Yeah I’m thinking about how annoying the person I am with is…
53. Have you ever called someone Boo?
No

54. Do you smoke?
No
55. What’s your favorite candy?
Didn’t you ask that already?

55. Do you own a diamond ring?
Yes, diamonds and rubies

56. Are you happy with your life right now?
Only in some areas.
57. Do you dye your hair?
Only highlights

59. Were you born in the 90’s?
No, in the 80s
60. What were you doing May of 1994?
Umm…I was finishing up Kindergarten

61. Do you own a backstreet boys cd?
No

62. McDonalds or Wendy’s?
Neither

63. Do you like yourself?
No, not particulary

64. Are you closer to your mother or father?
My mom, but I’m closer to Flan than her sadly

65. Favorite features of the opposite sex?
Expressive eyes and a foreign accent.

66. Are you afraid of the dark?
No

67. Have you ever eaten paste?
No

68. Do you have a webcam?
nope

69. Have you ever stripped?
Not as a form of entertainment….

 

Why can’t life be like the movies? July 1, 2007

Filed under: Journal — delphiandreams @ 10:37 pm

I don’t know what I expected. Maybe that somehow being in such close proximity rays would emit from my being and you, being touched by me would finally come to the realization that I needed you, I was calling from my soul. I’ve been watching too many Christy episodes. All of the sudden Alice realizes Margaret has left, she just knows….a few minutes later Christy seems to get this ESP message that Alice needs her….she runs to wear Alice is crying. Somehow she knows the exact place. Alice looks up at her, they don’t speak….Alice just clutches Christy’s arm and crys her heart out. Yeah, somehow I was picturing it like that.

Of course that is totally unrealistic, and I knew that so I sent you a text message. But that should have been enough…ha, who am I kidding? Myself.

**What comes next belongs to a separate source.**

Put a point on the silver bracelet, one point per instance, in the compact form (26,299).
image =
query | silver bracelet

I’d be embarressed if you were to find out that I sat on that bench for 2 and a half hours. Never moved, just sat there. Watching every car that pulled in, waiting for yours. Of course if I was being realistic you could have walked over…

The weather was as confused as my feelings. One minute the sun would shine down on me and my jean covered legs would burn. I was afraid my face was being fried. Then the next the sun would disappear, the wind would blow and I would be doused with water from the fountain in the middle of the pond, shivering….sitting there thinking any second you would come up behind me. Or my phone would ring, I would pull it up casually and say in sad voice “Privyet?”

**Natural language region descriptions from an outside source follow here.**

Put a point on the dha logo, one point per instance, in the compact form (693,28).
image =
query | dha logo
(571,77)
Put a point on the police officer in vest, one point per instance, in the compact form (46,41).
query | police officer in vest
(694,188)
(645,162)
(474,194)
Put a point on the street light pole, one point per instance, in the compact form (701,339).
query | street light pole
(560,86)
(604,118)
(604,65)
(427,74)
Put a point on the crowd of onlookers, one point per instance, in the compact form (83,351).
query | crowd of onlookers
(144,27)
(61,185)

I watch too many damn movies.

When I lost all hope of you materalizing, or even answering my phone call before my legs fell asleep completely I started to plan out what I would say when you did finally call. You see I work till 4 tomorrow but I could meet you at the park or Barnes and Nobles at 4:30. If you weren’t too busy. I wouldn’t want you to think that I asked you to come just to complain so I would ask you when you were leaving for vacation, etc.

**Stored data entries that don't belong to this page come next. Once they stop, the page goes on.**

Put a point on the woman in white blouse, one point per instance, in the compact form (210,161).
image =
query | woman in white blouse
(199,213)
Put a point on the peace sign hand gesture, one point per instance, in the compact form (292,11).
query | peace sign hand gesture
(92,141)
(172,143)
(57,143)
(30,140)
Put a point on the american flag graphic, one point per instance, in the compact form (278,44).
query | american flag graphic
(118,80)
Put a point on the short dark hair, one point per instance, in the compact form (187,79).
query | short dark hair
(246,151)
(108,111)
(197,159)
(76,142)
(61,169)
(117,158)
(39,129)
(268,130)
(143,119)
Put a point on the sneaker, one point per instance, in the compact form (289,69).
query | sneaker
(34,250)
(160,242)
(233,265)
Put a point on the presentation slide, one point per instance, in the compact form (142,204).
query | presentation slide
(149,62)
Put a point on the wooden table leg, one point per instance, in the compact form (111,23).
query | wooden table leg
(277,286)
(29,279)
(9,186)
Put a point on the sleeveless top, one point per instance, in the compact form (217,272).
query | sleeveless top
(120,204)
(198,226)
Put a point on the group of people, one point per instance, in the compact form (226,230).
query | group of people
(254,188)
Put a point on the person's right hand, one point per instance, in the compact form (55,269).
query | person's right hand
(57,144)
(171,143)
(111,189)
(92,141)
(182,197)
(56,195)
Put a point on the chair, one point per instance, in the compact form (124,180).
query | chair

I really didn’t want to see you just to complain anyway, I just wanted to see you.

We were going to sit on that bench together, swinging our legs. If mine don’t touch the grounds, I know yours won’t…we were going to watch the pond ripple, the sun shining on it, the geese floating around. It was so picturesque, there were kites flying, every now and then a child would lose a balloon and I’d watch it go sailing. Old couples were sitting on benches together. I even had my ipod so in my head I even had the background music.

I wasn’t going to tell you anything, I didn’t want to think of it all anymore anyway. I just wanted to sit there with you. Resting my head against your shoulder like a little girl with her dad. If the little girl’s dad lets her do such things.

But I called you at 1.30, now its 10.30 and I have given up even the possiblity of you answering back at all. Why won’t you play your part as I have scripted?